Zuberbuhler, meanwhile, is starting a lifelong swim of her own. Dabbling in everything from white-water kayaking, to skiing to camping, Zuberbuhler is entering fourth grade at the Sandpoint Waldorf School. During club swim season, Zuberbuhler makes the short walk from school to the Litehouse YMCA every afternoon for practice.
Perhaps it’s the proximity, but she has math class on her mind during long-distance swims.
“Sometimes I forget my times tables, so I have to work on those,” Zuberbuhler said. “After I get to the end of the pool I have to do a flip turn, I’m like ‘Oh no, I forgot which one I’m on,’ and then I start concentrating on how many laps I’ve done. And then I start doing math again.”
“This goes on for a little bit,” she adds, matter-of-factly.
For the first time as a trio, Zuberbuhler and her older brother Maximillian (age 13) will do the swim with their father Jim. Both Sierra and Maximillian are on the Sharks club swim team; according to their father, the sport has them hooked.
Like any endurance sport, swimming is also a mental game; it’s a lonely endeavor. In swims like the Long Bridge Swim, fitness to complete the distance is only half the battle: the other half is deciding to put oneself through it.
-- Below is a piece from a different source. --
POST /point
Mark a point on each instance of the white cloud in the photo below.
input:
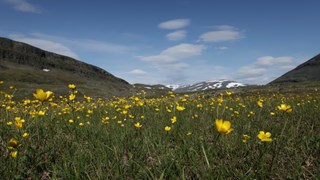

Milton and Zuberbuhler aren’t immune to swimming’s mental challenges. Both admit that the decision to sign up and train for the swim has been difficult — Zuberbuhler said she got emotional after she swam out by Dog Beach — yet they have put in the work necessary for a successful swim.
Now all they have to do is finish.
“The key to everything is what you think,” Milton said. “If you think you can do it, you’ll do it.”
Milton, Zuberbuhler and over 700 swimmers will make the 1.76-mile swim across Lake Pend Oreille this morning at around 9 a.m.